Full Report for Listed Buildings


Summary Description of a Listed Buildings


Reference Number
11491
Building Number
 
Grade
II*  
Status
Designated  
Date of Designation
22/08/1975  
Date of Amendment
12/11/2002  
Name of Property
Dowlais Works Blast Engine House  
Address
 

Location


Unitary Authority
Merthyr Tydfil  
Community
Dowlais  
Town
Merthyr Tydfil  
Locality
Dowlais  
Easting
306909  
Northing
207739  
Street Side
 
Location
Situated on the SE side of the High Street some 150m SW of the former Guest Memorial Library.  

Description


Broad Class
Industrial  
Period
 

History
Blowing engine house of 1905-7 built for Guest, Keen & Nettlefold to provide blast for the new blast furnace plant at the Dowlais Works completed in 1909. The building is 54m long and 15m high and had 3 blowing engines of vertical compound condensing quarter crank type with Corliss Gear for steam and Southwark Valve Gear for air. Iron and steel making stopped in Dowlais in 1930 and the bulk of the Dowlais Works closed in 1936. The building was used for offices and storage in the late C20 by the OP Chocolate Factory and at the time of survey was unused.  

Exterior
Very large industrial building in red brick with yellow dressings and hipped roof behind parapet. Apparently of 2-storeys, a high lower floor and attic but actually a single space within. Nine-bay side walls, 3-bay end walls, the bays divided by piers with yellow brick quoins. Rubble stone plinth, double yellow-brick string course under upper windows and similar triple course under parapet. Lower openings are long, arch-headed with yellow brick rusticated surrounds and arches with stone impost and key blocks. Third-length windows in bays 1, 2 and 9, quarter-length window in bay 5, with lintel below at mid height over recessed walling with yellow-brick arch and fanlight over narrower C20 door (early photographs show a tall arch under the window here). Bay 9 has yellow-brick arched doorway, infilled with C20 small door. Upper level has similar but short windows. Original metal glazing survives at this level with small panes and radiating bars. Rear NW side has the same upper windows but blank long yellow-brick arched panels to each lower bay with 2 yellow-brick blank roundels over each panel, all with stone key and impost blocks.

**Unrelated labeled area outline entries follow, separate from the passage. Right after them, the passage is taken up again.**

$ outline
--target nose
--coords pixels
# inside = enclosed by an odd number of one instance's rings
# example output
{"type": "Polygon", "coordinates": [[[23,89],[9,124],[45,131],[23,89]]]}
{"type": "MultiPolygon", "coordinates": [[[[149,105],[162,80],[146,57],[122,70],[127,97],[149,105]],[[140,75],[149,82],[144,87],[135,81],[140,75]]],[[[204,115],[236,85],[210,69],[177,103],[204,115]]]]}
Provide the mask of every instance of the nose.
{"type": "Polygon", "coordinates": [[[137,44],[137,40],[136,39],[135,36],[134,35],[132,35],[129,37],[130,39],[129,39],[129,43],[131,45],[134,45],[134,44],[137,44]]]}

Centre bay has roundels over cast-iron portico with 2 columns each side, corniced flat top similar double-column responds. Two further shorter columns stand on flat roof. Cambered-headed yellow-brick doorway within. The bays each side of centre have only one roundel over the panel and that asymmetrically set, but in mirror image. End elevations are similar to main front at NW, and plain at SE with just blank yellow-brick framed panels to upper level and 2 oddly random roundel windows below.  

Interior
Not inspected.  

Reason for designation
Listed II* as one of the now rare blast engine houses in Wales and as an industrial building of very large scale, architecturally-treated.